In a twist, she said a way to encourage men and women to embrace a celibate life is for wives and husbands to live lovingly.
The commitment of parents in marriage strengthens vocations, she said. “When the family is healthy, the church is healthy. It is the first school of love.”
She is a member of the Dominican Sisters of St. Cecilia. The congregation was founded in 1860 in Nashville, Tenn., “the buckle of the Bible Belt,” as she put it.
Sister Catherine Marie was one of the featured speakers at the Serra International Convention in Atlanta, Aug. 9-12. The group’s mission is to support those in religious vocations and to pray for future vocations to the priesthood and religious life.
The Nashville congregation is seeing an upswing of vocations that reverses a trend in many other congregations of sisters. Sister Catherine Marie, who was the vocations director from 1990 to 2005 and serves on the congregation’s General Council, said the increase is fueled by young people influenced by Pope John Paul II and people “rediscovering Catholic culture.”

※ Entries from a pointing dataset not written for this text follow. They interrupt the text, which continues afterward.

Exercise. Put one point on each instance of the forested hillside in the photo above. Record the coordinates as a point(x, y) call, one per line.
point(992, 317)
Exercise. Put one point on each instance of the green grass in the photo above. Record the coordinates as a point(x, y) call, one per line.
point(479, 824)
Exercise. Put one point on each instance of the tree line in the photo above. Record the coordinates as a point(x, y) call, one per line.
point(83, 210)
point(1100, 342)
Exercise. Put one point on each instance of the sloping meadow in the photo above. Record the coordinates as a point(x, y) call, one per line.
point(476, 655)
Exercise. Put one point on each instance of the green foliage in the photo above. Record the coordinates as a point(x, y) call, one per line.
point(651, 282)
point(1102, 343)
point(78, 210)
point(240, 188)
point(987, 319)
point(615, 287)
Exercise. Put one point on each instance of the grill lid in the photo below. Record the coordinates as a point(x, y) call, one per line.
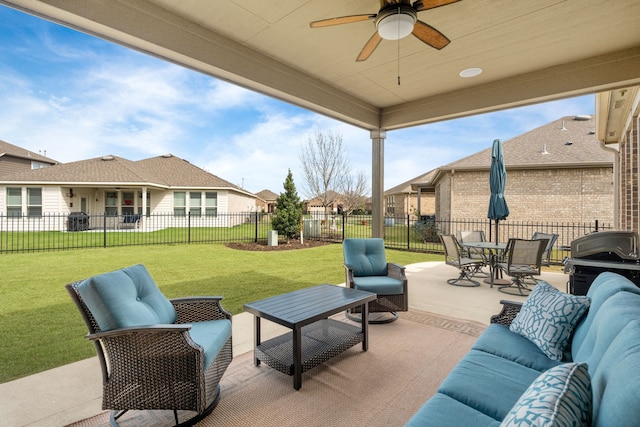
point(604, 244)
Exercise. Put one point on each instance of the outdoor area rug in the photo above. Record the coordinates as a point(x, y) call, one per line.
point(405, 363)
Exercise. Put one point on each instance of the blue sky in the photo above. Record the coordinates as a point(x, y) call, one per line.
point(74, 97)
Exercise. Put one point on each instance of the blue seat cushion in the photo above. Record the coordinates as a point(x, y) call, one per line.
point(560, 396)
point(488, 383)
point(381, 285)
point(499, 340)
point(211, 336)
point(438, 411)
point(366, 257)
point(124, 298)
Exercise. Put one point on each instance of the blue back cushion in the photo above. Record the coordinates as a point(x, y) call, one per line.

The Nashville Dominicans are seeing new candidates by the dozens, in contrast to the dramatic decrease in the sisterhood nationwide.
In 2000, there were 79,876 sisters in the United States, a drop of some 54 percent since 1945.
Sisters in the Archdiocese of Atlanta are becoming fewer also. In 10 years, the number of sisters has decreased to 110 from 125, according to church figures.
However, the Nashville Dominicans added 100 sisters in the past 15 years and accept an average of a dozen candidates a year. The Nashville Dominicans’ ministry is education, and members of the congregation wear distinctive habits. In the Archdiocese of Atlanta, the sisters administer St. Catherine of Siena School in Kennesaw.
The median age of a sister in the Dominican Sisters of St. Cecilia is 36. The median age for sisters nationwide is 69, according to researchers.
And two years ago, the congregation constructed a $46 million, 100,000-square-foot motherhouse to house the growing number of sisters.
Sister Catherine Marie, who is 47, said the surge in interest in the congregation started in the late 1980s. She said the influence of Pope John Paul II during his many trips to see young people and proclamations convinced the young people to look at religious life.
Young people today are looking for a “deeper meaning of life” and some are finding that with religious life, she said. People are rediscovering the richness of a Catholic culture with both an intellectual and spiritual component, she said.
Sister Catherine Marie told her own vocation story of being the only daughter in a family of five high-spirited children. Raised in central New York State, Sister Catherine Marie became a sister in her mid-20s after studying to be a teacher. Three of her four brothers were already in seminary when she told her parents about her interest in becoming a sister. Her brothers became ordained priests with the Legion of Christ, shortly before she took her final vows in 1991. The fourth brother works with people in prison.
“We could not explain it,” she said about her family’s situation.
Every Catholic is challenged to find a way to serve God, she said.
“Each is called to holiness. It’s a witness that each of us gives. Witness to the power of God’s love,” Sister Catherine Marie said.